SentencePiece is a subword text tokenizer that can be used in natural language processing (NLP) tasks such as machine translation, language modeling, and speech recognition. It was developed by Google and is open source.

SentencePiece is based on the unigram language model, which assigns probabilities to each subword unit based on the frequency of its occurrence in the training corpus. The subword units can be characters, bytes, or a mixture of both, and they are learned jointly with the task-specific model. This allows the model to represent rare words or words that were not present in the training corpus.

Advantages 

One of the main advantages of SentencePiece is its flexibility. It can be used with any language and script, and it allows for easy customization of the tokenization process. This is particularly useful for languages with complex morphology, such as agglutinative languages like Turkish or Korean.

Another advantage of SentencePiece is its ability to handle out-of-vocabulary (OOV) words. Since the model learns subword units based on the training corpus, it can represent words that were not present in the corpus by breaking them down into subword units.

disadvantages

However, one potential disadvantage of SentencePiece is that it requires more memory than traditional tokenization methods, as it needs to store the subword vocabulary. Additionally, the tokenization process can be slower, especially during training, as it requires running an additional optimization step to learn the subword units.

how SentencePiece works

SentencePiece is a subword tokenizer that works by breaking down words into smaller units called subwords. These subwords can be thought of as building blocks that can be used to represent any word, even if it's not present in the training corpus. This is useful for dealing with rare or unseen words, as well as for languages with complex morphology where words can have many different forms.

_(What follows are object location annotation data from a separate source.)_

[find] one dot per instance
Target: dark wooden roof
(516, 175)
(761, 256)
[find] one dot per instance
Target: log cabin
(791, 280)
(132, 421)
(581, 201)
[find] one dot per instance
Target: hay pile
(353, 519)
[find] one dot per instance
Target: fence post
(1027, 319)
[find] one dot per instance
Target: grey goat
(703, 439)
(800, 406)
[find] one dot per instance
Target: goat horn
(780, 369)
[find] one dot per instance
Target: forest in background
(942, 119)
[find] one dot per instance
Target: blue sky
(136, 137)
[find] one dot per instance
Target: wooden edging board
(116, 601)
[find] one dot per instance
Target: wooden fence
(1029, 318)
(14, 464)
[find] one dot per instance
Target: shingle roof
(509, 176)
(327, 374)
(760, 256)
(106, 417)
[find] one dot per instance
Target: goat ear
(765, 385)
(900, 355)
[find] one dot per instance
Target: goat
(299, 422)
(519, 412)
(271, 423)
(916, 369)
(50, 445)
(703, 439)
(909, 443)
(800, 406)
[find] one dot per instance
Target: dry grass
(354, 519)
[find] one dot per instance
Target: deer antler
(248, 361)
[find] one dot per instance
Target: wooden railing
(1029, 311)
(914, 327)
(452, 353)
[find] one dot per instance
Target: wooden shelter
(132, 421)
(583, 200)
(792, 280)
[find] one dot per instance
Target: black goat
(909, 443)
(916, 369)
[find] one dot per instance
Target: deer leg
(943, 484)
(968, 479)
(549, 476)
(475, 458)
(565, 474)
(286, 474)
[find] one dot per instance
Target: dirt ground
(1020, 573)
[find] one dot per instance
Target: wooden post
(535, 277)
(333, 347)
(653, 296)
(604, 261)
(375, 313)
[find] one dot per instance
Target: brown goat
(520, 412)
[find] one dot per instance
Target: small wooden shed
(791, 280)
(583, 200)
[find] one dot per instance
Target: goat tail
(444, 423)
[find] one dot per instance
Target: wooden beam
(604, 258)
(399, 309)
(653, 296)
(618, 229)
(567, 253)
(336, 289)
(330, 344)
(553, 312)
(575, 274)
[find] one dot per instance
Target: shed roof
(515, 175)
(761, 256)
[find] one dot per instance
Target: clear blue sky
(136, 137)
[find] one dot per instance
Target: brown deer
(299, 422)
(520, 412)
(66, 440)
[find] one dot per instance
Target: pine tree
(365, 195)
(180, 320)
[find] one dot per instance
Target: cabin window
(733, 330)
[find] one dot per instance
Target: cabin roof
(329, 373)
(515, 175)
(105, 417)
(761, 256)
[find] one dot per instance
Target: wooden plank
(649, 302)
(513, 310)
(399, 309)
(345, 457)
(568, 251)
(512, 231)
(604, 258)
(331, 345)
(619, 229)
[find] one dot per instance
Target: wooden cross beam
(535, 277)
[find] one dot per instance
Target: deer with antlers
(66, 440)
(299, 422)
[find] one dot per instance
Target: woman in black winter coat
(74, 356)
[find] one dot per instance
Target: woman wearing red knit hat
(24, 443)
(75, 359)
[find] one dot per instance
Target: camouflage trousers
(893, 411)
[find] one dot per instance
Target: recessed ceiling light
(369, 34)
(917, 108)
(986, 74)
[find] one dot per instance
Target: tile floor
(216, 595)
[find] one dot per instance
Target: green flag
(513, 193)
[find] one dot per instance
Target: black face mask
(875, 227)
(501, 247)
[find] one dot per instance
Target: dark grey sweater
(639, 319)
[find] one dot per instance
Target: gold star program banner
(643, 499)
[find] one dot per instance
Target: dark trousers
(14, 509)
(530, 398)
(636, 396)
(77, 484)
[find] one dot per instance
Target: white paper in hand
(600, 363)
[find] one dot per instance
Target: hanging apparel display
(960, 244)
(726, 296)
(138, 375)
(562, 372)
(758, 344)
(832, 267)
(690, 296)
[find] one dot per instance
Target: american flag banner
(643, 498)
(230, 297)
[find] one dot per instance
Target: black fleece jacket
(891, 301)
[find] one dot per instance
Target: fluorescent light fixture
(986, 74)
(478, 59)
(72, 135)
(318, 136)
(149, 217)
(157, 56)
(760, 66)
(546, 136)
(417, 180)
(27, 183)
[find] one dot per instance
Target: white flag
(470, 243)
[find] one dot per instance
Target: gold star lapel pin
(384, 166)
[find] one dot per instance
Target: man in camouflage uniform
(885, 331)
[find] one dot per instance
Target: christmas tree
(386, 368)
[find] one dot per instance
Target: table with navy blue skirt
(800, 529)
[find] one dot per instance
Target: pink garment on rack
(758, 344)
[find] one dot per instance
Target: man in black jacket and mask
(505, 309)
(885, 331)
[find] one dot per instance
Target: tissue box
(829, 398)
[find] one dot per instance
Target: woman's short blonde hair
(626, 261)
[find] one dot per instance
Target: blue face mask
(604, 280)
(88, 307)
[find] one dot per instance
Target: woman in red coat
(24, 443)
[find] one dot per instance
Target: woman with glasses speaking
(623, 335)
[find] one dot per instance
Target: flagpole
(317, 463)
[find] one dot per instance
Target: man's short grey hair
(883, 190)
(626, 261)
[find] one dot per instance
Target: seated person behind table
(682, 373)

1.   First, the tokenizer is trained on a corpus of text. During training, the tokenizer learns a set of subword units and their corresponding frequencies. This is done using an unsupervised learning approach based on the unigram language model, which assigns probabilities to each subword unit based on its frequency in the training corpus.

2.   Once the tokenizer has been trained, it can be used to tokenize new text. When a word is encountered that is not in the tokenizer's vocabulary, it is broken down into subword units that are present in the vocabulary. This is done using a greedy algorithm that iteratively selects the longest matching subword unit from the vocabulary.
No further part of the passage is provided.